In John 14, after Jesus announces the betrayal of Judas (John 13:21), His soon departure (13:33), and Peter's denial (13:38), understandably the disciples were disheartened. In view of this Jesus assures them that He is going away but that He is coming again to take them to Himself. Jesus' imagery of an engaged man who, according to ancient custom still practiced today in the Middle East, upon becoming betrothed, begins to prepare a room (μοναi, monai; Greej; mansiones, Latin for abode or dwelling place) in his father's house for him and his future wife. Upon completion, the engaged man would go to marry his bride, have a feast, and then bring his newly-married wife back to the father's house to live in the room or dwelling place he has built. The passage has often been used for speaking of a believer's death and going to be with Jesus, but the text clearly speaks, using this marriage imagery, of the coming of the bridegroom Jesus to receive His bride at the rapture of the church. The use of the word mansion in the KJV has caused considerable confusion in the text, even spawning songs of mansions (transliteration of the Latin, for dwelling place) that we will live in after we go to heaven, yet the text is speaking of our reunion with Jesus, which is far better, after which we will go to a marriage ceremony, after which she will be with Him forever. 

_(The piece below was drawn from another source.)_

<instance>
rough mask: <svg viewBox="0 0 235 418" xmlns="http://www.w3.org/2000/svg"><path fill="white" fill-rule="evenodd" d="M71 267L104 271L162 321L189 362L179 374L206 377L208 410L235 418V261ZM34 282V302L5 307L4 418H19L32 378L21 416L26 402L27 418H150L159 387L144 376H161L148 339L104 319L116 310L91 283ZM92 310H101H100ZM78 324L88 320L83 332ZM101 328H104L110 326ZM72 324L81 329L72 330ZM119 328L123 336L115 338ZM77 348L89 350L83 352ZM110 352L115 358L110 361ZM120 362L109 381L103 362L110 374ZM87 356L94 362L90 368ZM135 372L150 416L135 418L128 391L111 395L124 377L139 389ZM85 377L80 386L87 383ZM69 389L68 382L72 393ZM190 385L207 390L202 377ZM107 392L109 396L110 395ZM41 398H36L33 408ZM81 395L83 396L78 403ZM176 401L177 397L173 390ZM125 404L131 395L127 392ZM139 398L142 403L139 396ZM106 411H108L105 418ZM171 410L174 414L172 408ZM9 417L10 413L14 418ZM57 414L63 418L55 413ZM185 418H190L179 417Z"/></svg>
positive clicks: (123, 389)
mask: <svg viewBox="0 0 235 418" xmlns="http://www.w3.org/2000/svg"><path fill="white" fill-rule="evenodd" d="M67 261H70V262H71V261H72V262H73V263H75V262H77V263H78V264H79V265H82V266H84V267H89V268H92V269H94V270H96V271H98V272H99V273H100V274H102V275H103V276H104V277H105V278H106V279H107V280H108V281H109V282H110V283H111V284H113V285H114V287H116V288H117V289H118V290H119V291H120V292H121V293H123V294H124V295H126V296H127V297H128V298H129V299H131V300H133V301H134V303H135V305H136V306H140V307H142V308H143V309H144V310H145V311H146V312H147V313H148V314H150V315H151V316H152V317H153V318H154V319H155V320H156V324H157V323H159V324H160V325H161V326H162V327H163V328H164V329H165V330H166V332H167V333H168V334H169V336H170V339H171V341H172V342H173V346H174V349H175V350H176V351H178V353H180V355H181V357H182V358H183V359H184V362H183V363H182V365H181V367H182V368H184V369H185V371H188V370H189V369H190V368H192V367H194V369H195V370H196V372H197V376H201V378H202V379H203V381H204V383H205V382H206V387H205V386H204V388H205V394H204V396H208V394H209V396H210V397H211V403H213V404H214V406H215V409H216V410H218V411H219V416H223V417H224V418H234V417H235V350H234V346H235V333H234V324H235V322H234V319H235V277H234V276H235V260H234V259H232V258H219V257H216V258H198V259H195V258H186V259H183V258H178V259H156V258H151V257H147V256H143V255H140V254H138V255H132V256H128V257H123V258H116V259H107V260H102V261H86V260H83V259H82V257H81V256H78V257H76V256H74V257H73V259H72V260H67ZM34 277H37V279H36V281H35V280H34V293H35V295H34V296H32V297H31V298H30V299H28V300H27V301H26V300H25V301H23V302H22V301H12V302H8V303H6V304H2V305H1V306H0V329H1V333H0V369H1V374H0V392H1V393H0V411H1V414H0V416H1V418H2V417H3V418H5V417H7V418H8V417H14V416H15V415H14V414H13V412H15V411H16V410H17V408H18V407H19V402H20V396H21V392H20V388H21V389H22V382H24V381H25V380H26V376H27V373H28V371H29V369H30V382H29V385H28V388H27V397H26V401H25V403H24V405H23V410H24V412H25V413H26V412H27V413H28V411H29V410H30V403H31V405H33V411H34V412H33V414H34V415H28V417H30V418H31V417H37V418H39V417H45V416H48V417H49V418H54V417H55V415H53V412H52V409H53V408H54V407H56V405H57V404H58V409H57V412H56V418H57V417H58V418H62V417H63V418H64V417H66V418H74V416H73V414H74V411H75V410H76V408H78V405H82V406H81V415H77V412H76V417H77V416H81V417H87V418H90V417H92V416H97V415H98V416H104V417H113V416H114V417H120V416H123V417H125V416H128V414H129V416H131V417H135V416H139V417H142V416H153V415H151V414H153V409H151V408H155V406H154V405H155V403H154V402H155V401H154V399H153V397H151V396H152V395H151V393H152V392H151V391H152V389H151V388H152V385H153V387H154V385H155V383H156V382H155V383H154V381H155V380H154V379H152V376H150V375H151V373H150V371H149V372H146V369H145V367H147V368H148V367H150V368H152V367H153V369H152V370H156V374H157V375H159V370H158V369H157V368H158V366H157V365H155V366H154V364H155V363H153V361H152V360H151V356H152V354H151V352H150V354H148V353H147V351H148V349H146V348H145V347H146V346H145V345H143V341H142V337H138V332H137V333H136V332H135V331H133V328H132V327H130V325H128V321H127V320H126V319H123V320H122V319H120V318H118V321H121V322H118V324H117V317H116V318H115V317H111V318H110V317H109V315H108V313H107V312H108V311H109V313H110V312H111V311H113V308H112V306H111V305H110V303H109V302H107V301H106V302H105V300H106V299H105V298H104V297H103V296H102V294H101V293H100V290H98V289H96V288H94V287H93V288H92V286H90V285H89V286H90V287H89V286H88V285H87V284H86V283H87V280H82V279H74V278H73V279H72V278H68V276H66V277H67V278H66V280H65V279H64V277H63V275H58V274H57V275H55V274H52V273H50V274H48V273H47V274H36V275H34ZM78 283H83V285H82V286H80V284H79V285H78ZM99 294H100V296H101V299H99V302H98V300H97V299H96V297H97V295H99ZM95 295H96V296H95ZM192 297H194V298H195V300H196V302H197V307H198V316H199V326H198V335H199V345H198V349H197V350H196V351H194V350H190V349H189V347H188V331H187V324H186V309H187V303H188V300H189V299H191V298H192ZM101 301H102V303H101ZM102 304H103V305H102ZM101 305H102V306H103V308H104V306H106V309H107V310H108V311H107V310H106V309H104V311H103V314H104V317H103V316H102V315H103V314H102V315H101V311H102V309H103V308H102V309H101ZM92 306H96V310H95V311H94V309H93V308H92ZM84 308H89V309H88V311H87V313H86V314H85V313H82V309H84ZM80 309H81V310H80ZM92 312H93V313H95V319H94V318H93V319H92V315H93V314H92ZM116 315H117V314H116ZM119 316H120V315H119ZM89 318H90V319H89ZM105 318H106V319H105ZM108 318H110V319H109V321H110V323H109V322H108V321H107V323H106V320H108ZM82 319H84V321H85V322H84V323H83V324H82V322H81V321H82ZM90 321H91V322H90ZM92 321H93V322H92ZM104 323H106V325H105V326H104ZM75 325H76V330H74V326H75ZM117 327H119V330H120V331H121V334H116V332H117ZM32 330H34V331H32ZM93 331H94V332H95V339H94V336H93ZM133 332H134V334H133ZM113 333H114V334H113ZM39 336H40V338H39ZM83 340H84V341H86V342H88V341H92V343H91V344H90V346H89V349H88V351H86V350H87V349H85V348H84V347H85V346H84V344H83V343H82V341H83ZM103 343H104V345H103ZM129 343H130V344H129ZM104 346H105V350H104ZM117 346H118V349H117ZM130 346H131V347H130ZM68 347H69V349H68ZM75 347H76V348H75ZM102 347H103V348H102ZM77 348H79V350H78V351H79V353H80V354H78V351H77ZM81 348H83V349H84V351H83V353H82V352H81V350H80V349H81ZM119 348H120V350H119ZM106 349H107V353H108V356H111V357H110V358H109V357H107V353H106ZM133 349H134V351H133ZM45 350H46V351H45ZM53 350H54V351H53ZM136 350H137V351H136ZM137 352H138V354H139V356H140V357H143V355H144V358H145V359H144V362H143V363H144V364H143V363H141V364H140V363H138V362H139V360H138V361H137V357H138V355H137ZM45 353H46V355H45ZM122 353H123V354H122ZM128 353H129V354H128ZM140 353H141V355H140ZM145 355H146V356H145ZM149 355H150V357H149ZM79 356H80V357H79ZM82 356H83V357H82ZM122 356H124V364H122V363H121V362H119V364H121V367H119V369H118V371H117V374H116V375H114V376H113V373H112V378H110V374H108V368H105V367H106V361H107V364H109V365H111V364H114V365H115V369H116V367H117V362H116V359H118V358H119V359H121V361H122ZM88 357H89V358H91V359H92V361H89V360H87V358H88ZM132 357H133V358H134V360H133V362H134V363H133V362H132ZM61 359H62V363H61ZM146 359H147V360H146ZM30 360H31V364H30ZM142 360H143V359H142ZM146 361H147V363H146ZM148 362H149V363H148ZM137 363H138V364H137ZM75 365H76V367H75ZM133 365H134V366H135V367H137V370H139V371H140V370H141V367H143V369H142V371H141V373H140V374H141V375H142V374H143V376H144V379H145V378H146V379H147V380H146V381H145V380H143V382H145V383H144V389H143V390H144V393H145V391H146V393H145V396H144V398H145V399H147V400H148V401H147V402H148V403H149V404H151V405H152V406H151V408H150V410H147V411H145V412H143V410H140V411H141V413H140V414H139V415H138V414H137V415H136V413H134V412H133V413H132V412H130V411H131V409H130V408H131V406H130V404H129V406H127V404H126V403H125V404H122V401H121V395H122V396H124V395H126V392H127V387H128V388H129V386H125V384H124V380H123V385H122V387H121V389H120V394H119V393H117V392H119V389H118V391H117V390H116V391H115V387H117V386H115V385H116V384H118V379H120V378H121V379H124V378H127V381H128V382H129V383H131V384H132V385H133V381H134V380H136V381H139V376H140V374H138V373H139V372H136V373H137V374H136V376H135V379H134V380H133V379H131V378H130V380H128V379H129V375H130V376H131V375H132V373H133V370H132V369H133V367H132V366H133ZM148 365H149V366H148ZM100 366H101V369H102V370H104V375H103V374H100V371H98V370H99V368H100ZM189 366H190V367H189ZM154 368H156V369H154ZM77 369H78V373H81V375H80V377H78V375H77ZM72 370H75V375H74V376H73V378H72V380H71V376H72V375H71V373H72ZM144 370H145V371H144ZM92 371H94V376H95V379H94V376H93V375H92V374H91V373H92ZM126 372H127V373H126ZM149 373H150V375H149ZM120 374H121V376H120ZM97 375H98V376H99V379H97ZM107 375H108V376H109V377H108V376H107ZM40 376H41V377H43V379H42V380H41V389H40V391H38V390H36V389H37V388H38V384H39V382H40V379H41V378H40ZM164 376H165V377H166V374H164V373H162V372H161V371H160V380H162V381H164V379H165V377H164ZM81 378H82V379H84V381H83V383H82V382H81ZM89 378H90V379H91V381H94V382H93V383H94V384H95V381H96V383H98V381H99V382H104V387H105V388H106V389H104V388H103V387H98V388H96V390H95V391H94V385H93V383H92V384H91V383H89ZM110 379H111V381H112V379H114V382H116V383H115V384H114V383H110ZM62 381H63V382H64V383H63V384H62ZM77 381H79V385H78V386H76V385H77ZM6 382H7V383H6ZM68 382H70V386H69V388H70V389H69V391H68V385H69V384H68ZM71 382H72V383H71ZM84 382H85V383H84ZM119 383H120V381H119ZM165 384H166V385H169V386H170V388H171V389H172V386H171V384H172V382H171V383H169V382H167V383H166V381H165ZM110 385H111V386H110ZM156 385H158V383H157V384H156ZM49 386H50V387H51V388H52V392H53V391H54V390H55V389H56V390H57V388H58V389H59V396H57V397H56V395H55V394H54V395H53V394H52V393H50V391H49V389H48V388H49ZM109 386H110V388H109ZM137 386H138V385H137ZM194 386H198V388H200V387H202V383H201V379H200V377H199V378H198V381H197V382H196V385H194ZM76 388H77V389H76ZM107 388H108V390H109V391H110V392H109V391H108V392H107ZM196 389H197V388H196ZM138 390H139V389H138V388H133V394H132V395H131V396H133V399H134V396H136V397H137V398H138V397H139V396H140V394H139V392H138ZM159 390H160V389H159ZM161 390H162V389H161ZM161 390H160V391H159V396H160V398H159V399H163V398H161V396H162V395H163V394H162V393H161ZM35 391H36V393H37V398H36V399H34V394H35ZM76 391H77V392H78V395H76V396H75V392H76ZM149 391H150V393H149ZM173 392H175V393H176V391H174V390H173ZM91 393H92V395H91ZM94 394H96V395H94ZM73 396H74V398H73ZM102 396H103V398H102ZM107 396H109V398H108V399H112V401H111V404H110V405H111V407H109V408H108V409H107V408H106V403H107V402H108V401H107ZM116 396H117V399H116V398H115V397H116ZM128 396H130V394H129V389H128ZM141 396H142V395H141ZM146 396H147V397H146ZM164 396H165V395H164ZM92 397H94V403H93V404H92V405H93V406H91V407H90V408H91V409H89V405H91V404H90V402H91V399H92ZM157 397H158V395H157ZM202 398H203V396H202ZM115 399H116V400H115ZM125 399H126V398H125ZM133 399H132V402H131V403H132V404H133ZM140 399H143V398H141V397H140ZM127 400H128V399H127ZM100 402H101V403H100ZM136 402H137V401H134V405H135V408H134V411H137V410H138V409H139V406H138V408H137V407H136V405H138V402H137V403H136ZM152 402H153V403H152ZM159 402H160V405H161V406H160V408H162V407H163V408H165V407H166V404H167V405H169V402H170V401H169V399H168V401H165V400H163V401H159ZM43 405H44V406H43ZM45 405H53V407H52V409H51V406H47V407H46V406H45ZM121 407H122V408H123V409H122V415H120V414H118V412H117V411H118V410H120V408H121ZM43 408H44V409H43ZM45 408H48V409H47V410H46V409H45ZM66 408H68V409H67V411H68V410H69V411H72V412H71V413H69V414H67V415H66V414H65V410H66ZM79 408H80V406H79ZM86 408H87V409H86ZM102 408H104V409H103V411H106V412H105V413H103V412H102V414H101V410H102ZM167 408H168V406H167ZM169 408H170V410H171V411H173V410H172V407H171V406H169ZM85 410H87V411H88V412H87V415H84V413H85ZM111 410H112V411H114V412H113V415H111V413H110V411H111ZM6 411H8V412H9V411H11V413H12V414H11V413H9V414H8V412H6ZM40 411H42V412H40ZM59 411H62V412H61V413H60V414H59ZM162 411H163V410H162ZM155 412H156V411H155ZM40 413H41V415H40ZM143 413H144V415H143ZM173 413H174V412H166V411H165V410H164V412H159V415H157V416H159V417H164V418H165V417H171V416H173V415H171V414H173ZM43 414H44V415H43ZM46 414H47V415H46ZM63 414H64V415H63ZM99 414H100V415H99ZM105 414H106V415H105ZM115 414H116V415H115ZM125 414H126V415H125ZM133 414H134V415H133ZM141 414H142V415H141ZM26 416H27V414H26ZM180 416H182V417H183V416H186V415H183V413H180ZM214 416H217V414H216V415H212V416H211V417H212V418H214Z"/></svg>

Though Paul's teaching on the coming of Jesus to receive His church does not have the imagery of Jesus' words in John 14:1-3 comparing His coming for believers, the similarity of the words between this passage and 1 Thess 14:13-18 would appear to be speaking about the same event. Both passages speak of the believers (John 14:1; 1 Thess 4:14) as being distraught (John 14:1; 1 Thess 4:13). These persons are said to believers in God and in Jesus (John 14:1; 1 Thess 4:14), and receive this teaching of Jesus' return from Jesus Himself (John 14:2; 1 Thess 4:15), when He returns (John 14:3; 1 Thess 4:15). Those for whom Jesus comes are taken (John 14:3; 1 Thess 4:17) are reunited with Him (John 14:3; 1 Thess 4:17) and be where He is (John 14:3; 1 Thess 4:17).

The accounts are not exactly the same, with the account in John being based on a story relating to marriage and the one in 1 Thessalonians being a straightforward doctrinal passage, but the components are speaking of the same event with Jesus.